The poem, published in 1818, imagines a meeting between the narrator and a traveller who describes a ruined statue lying in the desert. The description of the statue is a meditation on the fragility of human power and on the effects of time: “My name is Ozymandias, king of kings/Look on my works, ye Mighty, and despair!/Nothing beside remains: round the decay/Of that colossal wreck, boundless and bare/The lone and level sands stretch far away.”

“Maybe a positive thing from looking to the past is that it proves it is only human to repeat the mistake and the lesson,” Al-Nahyan told Arab News. “Studying the past is a realization of human nature, individually or in groups, right or wrong. This natural feeling of connectivity is something I usually aim for.”

There is humor in some of her work — particularly the depictions of old commercial airline advertisements from the 1950s and 60s with ancient figures superimposed in the frames. They certainly give the viewer pause for thought about how much our world has changed in the short time since air travel became widely available.

The exhibition’s curator, Janet Rady, said of Al-Nahyan: “She has been practicing art from a very young age and is self-taught. She is incredibly talented, and you see this in the wide range of her work, which uses all sorts of different media. I can’t necessarily call her a pop artist or a collage artist or an installation artist; she is in fact all of these things, but it is the concept behind her work — connecting the past with the present — which is important.”

The UAE’s UK ambassador, Mansoor Abulhoul, was present at the opening and he particularly admired Al-Nahyan’s works based on the classic wooden board game Carrom paired with a modern video game.

Carrom Station in Motion. (Supplied) 

“I first played Carrom with my cousins as a boy, and she has combined it with modern computer games, which is very creative,” he said. He pointed out that her innovative work ties in well with the dynamic of the UAE.

“Next year we have EXPO 2020, with its theme ‘Connecting Minds, Creating the Future.’ It’s very much about our roots and how we take them forward, how we develop the mind and global cooperation,” he said. 

The exhibition included a short clip from Al-Nahyan’s upcoming film “Athel,” written by Al-Nahyan’s sister, Sheikha Shamsa. It centers on a strange encounter in the desert between a pre-Islamic poet and a modern-day TV presenter. “Athel” is set for release later this year and stars Hala Shiha and Mansour Al-Fili.

“The idea behind it all is taken from the tradition of Arabic poetry — its wisdom and, sometimes, risks,” Al-Nahyan explained. “And ending with a realization of one tribal law putting redemption and family before all.” She added that there are some “light-hearted” moments in the film too.

Arabic poetry is an ongoing inspiration for Al-Nahyan’s work, adding another layer of meaning to many of her pieces.

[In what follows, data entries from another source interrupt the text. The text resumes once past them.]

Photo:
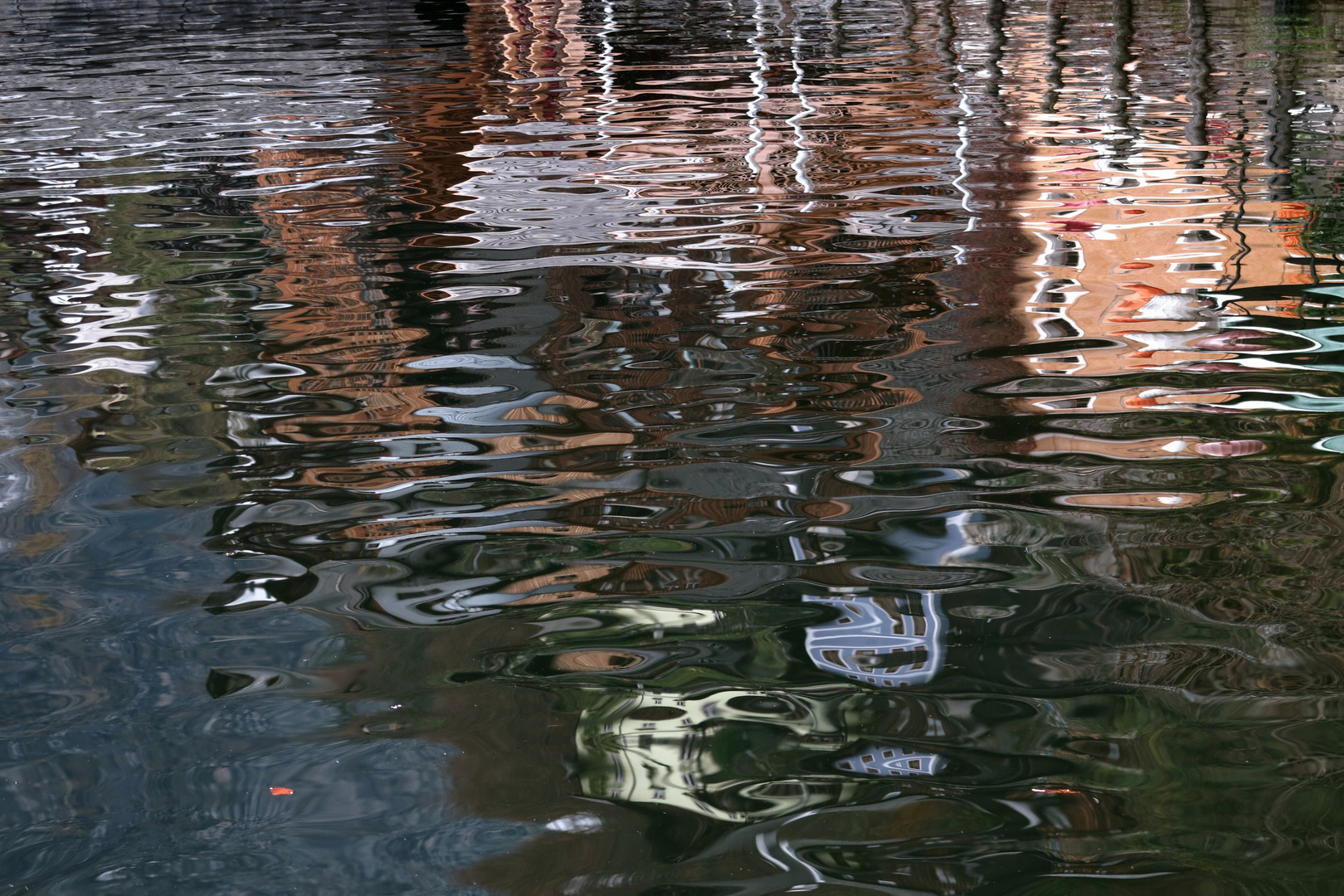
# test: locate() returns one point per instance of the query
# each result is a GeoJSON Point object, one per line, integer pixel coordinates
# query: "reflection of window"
{"type": "Point", "coordinates": [1058, 328]}
{"type": "Point", "coordinates": [1066, 403]}
{"type": "Point", "coordinates": [1062, 253]}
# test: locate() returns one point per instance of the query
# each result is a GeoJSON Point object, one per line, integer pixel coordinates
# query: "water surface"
{"type": "Point", "coordinates": [672, 448]}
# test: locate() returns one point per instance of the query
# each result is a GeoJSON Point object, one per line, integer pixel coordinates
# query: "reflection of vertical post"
{"type": "Point", "coordinates": [1278, 113]}
{"type": "Point", "coordinates": [1196, 128]}
{"type": "Point", "coordinates": [758, 144]}
{"type": "Point", "coordinates": [800, 156]}
{"type": "Point", "coordinates": [947, 52]}
{"type": "Point", "coordinates": [1122, 134]}
{"type": "Point", "coordinates": [997, 39]}
{"type": "Point", "coordinates": [1054, 60]}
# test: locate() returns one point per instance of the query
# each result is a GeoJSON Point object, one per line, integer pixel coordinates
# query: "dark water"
{"type": "Point", "coordinates": [672, 448]}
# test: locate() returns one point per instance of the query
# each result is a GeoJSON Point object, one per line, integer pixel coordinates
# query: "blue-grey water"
{"type": "Point", "coordinates": [671, 448]}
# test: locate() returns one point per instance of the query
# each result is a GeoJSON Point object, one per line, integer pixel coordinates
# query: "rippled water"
{"type": "Point", "coordinates": [682, 448]}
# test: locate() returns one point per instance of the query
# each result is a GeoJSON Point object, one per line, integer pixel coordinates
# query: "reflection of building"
{"type": "Point", "coordinates": [687, 752]}
{"type": "Point", "coordinates": [884, 641]}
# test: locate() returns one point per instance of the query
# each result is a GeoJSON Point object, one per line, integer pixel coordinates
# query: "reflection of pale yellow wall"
{"type": "Point", "coordinates": [1108, 249]}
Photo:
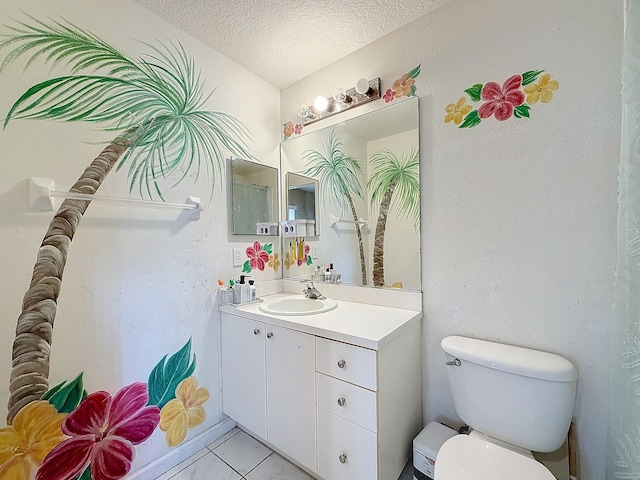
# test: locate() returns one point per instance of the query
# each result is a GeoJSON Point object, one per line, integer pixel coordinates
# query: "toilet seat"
{"type": "Point", "coordinates": [465, 457]}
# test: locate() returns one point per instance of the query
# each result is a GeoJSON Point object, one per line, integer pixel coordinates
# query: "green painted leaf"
{"type": "Point", "coordinates": [530, 76]}
{"type": "Point", "coordinates": [86, 475]}
{"type": "Point", "coordinates": [475, 92]}
{"type": "Point", "coordinates": [65, 397]}
{"type": "Point", "coordinates": [471, 120]}
{"type": "Point", "coordinates": [521, 111]}
{"type": "Point", "coordinates": [168, 373]}
{"type": "Point", "coordinates": [415, 72]}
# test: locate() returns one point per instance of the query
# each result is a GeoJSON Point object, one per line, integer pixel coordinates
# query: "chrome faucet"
{"type": "Point", "coordinates": [310, 291]}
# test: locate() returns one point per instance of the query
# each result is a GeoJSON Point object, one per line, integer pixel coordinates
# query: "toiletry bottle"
{"type": "Point", "coordinates": [252, 291]}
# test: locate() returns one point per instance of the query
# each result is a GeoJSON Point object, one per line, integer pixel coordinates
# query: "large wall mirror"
{"type": "Point", "coordinates": [368, 198]}
{"type": "Point", "coordinates": [254, 198]}
{"type": "Point", "coordinates": [302, 199]}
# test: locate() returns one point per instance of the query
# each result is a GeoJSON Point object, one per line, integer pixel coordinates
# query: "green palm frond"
{"type": "Point", "coordinates": [338, 173]}
{"type": "Point", "coordinates": [159, 97]}
{"type": "Point", "coordinates": [400, 173]}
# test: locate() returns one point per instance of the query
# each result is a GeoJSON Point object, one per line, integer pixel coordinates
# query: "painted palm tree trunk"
{"type": "Point", "coordinates": [363, 264]}
{"type": "Point", "coordinates": [378, 242]}
{"type": "Point", "coordinates": [32, 344]}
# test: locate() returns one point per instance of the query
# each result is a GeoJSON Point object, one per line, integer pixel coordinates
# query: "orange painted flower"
{"type": "Point", "coordinates": [455, 112]}
{"type": "Point", "coordinates": [274, 262]}
{"type": "Point", "coordinates": [541, 91]}
{"type": "Point", "coordinates": [35, 431]}
{"type": "Point", "coordinates": [402, 86]}
{"type": "Point", "coordinates": [183, 412]}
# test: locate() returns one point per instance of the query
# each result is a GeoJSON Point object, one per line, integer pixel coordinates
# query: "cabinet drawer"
{"type": "Point", "coordinates": [345, 450]}
{"type": "Point", "coordinates": [348, 401]}
{"type": "Point", "coordinates": [347, 362]}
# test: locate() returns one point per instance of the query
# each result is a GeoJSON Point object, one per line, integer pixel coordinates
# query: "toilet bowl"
{"type": "Point", "coordinates": [472, 457]}
{"type": "Point", "coordinates": [516, 400]}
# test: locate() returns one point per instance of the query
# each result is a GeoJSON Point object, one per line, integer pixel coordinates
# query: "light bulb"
{"type": "Point", "coordinates": [321, 103]}
{"type": "Point", "coordinates": [303, 111]}
{"type": "Point", "coordinates": [362, 85]}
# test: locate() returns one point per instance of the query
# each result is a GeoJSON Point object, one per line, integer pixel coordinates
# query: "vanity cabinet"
{"type": "Point", "coordinates": [268, 384]}
{"type": "Point", "coordinates": [339, 393]}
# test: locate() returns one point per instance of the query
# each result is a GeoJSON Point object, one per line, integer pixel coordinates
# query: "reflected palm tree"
{"type": "Point", "coordinates": [394, 183]}
{"type": "Point", "coordinates": [339, 176]}
{"type": "Point", "coordinates": [155, 108]}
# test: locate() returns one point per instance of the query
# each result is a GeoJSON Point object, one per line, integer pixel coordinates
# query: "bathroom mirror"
{"type": "Point", "coordinates": [254, 198]}
{"type": "Point", "coordinates": [302, 198]}
{"type": "Point", "coordinates": [367, 198]}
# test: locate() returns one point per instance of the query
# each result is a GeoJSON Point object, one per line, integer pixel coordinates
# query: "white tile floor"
{"type": "Point", "coordinates": [238, 456]}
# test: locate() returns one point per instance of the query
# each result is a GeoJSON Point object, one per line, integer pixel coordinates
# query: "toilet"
{"type": "Point", "coordinates": [516, 401]}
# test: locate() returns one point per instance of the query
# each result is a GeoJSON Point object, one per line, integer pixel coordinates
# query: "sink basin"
{"type": "Point", "coordinates": [298, 306]}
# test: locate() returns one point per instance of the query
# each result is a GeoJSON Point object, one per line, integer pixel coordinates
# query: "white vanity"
{"type": "Point", "coordinates": [339, 393]}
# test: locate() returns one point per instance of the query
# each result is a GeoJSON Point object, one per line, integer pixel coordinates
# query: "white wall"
{"type": "Point", "coordinates": [139, 281]}
{"type": "Point", "coordinates": [518, 217]}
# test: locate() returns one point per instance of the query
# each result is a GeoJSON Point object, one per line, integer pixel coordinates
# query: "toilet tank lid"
{"type": "Point", "coordinates": [512, 359]}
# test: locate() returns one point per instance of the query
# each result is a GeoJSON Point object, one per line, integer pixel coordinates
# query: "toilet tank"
{"type": "Point", "coordinates": [521, 396]}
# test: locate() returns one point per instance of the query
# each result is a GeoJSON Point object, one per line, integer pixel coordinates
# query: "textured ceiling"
{"type": "Point", "coordinates": [284, 41]}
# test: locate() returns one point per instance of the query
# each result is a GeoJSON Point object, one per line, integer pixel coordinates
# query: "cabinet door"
{"type": "Point", "coordinates": [243, 372]}
{"type": "Point", "coordinates": [291, 393]}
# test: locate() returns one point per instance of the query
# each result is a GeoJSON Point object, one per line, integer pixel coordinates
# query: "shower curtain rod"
{"type": "Point", "coordinates": [41, 195]}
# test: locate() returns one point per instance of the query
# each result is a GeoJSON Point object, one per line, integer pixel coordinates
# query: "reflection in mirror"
{"type": "Point", "coordinates": [302, 198]}
{"type": "Point", "coordinates": [368, 197]}
{"type": "Point", "coordinates": [254, 198]}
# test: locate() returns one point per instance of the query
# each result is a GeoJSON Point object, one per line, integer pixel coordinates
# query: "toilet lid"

“The Arabic language is poetic, and Arabs and other cultures around the world have documented their lives through poetry,” she said. “So, for example, when tackling the topic of what is considered treasure, we found different meanings in various verses. Like when (pre-Islamic poet) Zuhair Bin Abi Salma refers to glory as the only true treasure.”

There is a much to absorb and reflect on in this exhibition which opens windows into many facets of Arab history and culture and poses universal questions about humanity and what constitutes real treasure.